Report "Social Entreprises' Role in Furniture and Mattress Circularity"

Furniture and mattresses are logistically messy as bulky, heavy, hard to disassemble. That complexity has historically meant they end up landfilled or incinerated. The numbers are stark. Around 80% of furniture and mattresses end up in landfill or incineration. At the same time, 21% of the EU population is at risk of poverty or social exclusion, with 27.5 million people experiencing severe material and social deprivation. There's a troubling disconnect here.

Social enterprises have shown that under there is another way.

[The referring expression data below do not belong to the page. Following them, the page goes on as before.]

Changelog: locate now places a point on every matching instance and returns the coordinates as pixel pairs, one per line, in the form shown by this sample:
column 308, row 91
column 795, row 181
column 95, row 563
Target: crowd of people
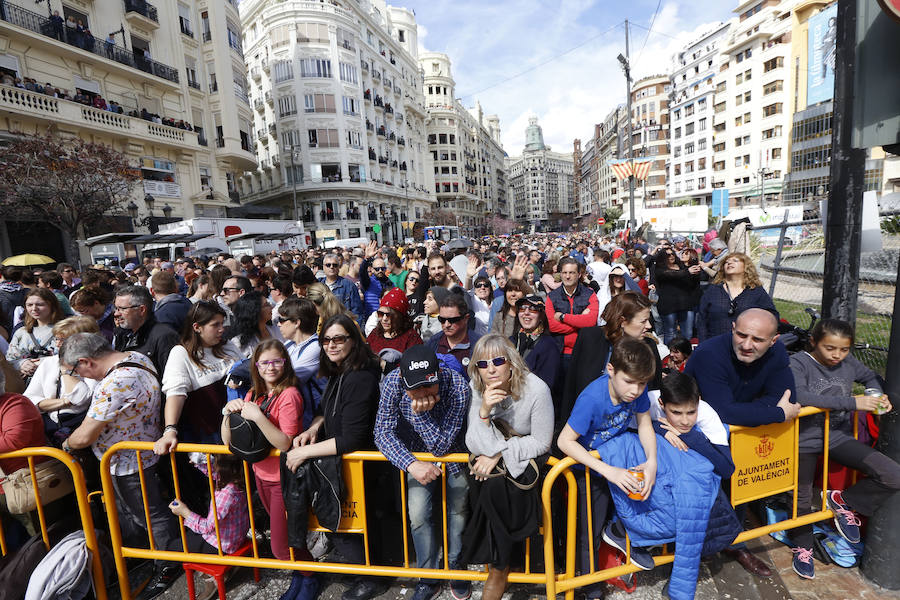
column 513, row 350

Used furniture and mattresses can become something more valuable: essential household goods for people who need them, recoverable materials, and pathways into employment for those who've faced barriers.
The challenge isn't whether it works. It's that many organizations are operating well below what they could achieve, not because of flawed models, but because of missing infrastructure, unstable funding, and capacity constraints.

This report brings together what we've learned from 14 case studies across Europe and data from nearly 1,400 locations in the RREUSE network. It documents what makes furniture circularity work in practice - from partnerships to digital tools - and also what is hard - from storage bottlenecks to the declining quality of donations.
The report is part of the Social Entreprises' Role in Furniture and Mattress Circularity project, funded by IKEA Social Entrepreneurship.